The Tender Trap

Plum Magazine
Photo by Hemza Hajyousif


By Cici Thompson
October MMXXIV

Cici Thompson considers how Instagram has ceased to be a place for nostalgic photos of friends and news from favorite artists into a tender trap of unwanted content. OPINION—Instagram, and its cousin platforms, no longer deliver the posts of friends, family, or that favorite artist we followed by choice. Instead, we find these things among ... The Tender Trap

Cici Thompson considers how Instagram has ceased to be a place for nostalgic photos of friends and news from favorite artists into a tender trap of unwanted content.

OPINION—Instagram, and its cousin platforms, no longer deliver the posts of friends, family, or that favorite artist we followed by choice. Instead, we find these things among a kind of littered playground. Why? Because the world’s most powerful media company is not run by our friends, families or fellow artists. Instagram is not even run by a billionaire. It’s run mostly by robots, that serve us “a lot of stuff” we didn’t ask for. The robots have one purpose: keeping us engaged.

We’ve long passed the days when social media resembled a neighborhood bulletin board, a place where we connected and shared. Instagram and its cousins, in their latest form, have become something else entirely—a content monopoly, an advertising monopoly, and a cultural vacuum. A monopoly not only in Instagram’s scale but also in its control over what we consume.

The shift has been gradual, but significant. At first, social media platforms like Instagram were places where users shaped their own experiences, choosing what posts to follow. But as algorithms took over and Instagram found ways to make a sizable profit from influencers, engagement became the currency of the internet, and platforms optimized for it. Influencers are essentially non-employees of the world’s most powerful magazine who are paid, if it all, not by any measure of ethics typically associated with newsroom labor, solely by their ability to generate views.

As a result of the role of influencers in Instagram’s profit, what keeps us scrolling tends to be less meaningful, and more provocative and distracting by design. The more time we spend online, the more money these platforms make from ads. Instagram reaps a monopolistic reward, having taken in $49.8 billion dollars last year alone, according to Business of Apps. And we, the users, have unwittingly become the consumers of the byproduct: meaningless content.

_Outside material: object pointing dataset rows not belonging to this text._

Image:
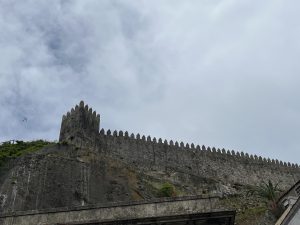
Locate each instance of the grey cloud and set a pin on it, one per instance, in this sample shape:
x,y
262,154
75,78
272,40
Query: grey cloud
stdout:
x,y
221,73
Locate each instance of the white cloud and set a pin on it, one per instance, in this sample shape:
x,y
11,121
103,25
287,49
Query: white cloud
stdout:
x,y
222,73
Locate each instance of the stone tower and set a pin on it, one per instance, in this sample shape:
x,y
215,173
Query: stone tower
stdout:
x,y
80,126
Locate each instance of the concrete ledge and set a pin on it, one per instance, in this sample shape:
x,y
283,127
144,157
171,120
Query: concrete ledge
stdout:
x,y
115,211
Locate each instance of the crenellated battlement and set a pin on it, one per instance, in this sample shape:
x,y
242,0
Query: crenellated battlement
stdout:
x,y
192,147
80,122
80,126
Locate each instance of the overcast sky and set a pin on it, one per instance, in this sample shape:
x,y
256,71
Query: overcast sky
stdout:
x,y
222,73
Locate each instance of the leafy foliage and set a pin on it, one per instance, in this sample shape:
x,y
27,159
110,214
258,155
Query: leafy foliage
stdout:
x,y
167,190
269,192
10,150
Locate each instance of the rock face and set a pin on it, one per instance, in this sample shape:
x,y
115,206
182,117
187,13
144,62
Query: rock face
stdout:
x,y
89,166
80,127
61,176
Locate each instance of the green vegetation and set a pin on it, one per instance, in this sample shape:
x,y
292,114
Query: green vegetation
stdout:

Outsized control comes at other costs, too, which the courts have begun to notice. Because the algorithms prioritize content that drives engagement, even if it’s harmful or misleading, in the past year, we’ve seen cracks form in the legal immunity Instagram and its peers have long enjoyed. The U.S. Court of Appeals for the Third Circuit delivered a bombshell ruling in a case involving TikTok’s algorithm. In this case, a dangerous “blackout challenge” video surfaced in the feed of 10-year-old Nylah Anderson, who tragically lost her life attempting the challenge. The court ruled that TikTok could not escape liability by claiming that the video had been posted by a third party. Instead, the court found that the platform’s algorithm had played an active role in promoting the video, calling TikTok’s actions “first-party speech.” Essentially, the robots’ commander stands to account, legally, for the choices of the platform.

Then in July 2023, the U.S. Supreme Court sent back two major cases challenging state laws that limit how social media platforms can moderate content. While the court avoided directly ruling on Section 230, a law which has long protected tech companies from the consequences of what users post, Justice Clarence Thomas has signaled an interest in revisiting the broad scope of the law, suggesting that platforms should be held responsible for their content moderation practices and algorithmic amplification.

If the courts continue down this path, the algorithms that dictate so much of what we see—those invisible forces that decide which images, videos, and stories rise to the top—may soon be subject to unprecedented scrutiny. For Instagram, whose algorithm has become notorious for prioritizing virality at the expense of culture, this is not a small problem.

It’s too early to know exactly what the future holds for Instagram, but one thing is clear: the days of social media platforms using robots to control our attention and our culture should end. Whether Instagram will be able to adapt—or how increased scrutiny will affect its business which outpaces the GDP of Bolivia—remains to be seen. What’s certain is that Instagram and its cousins cannot claim to be neutral platforms forever.

To pretend otherwise is to ignore the gravity of its role in shaping current culture.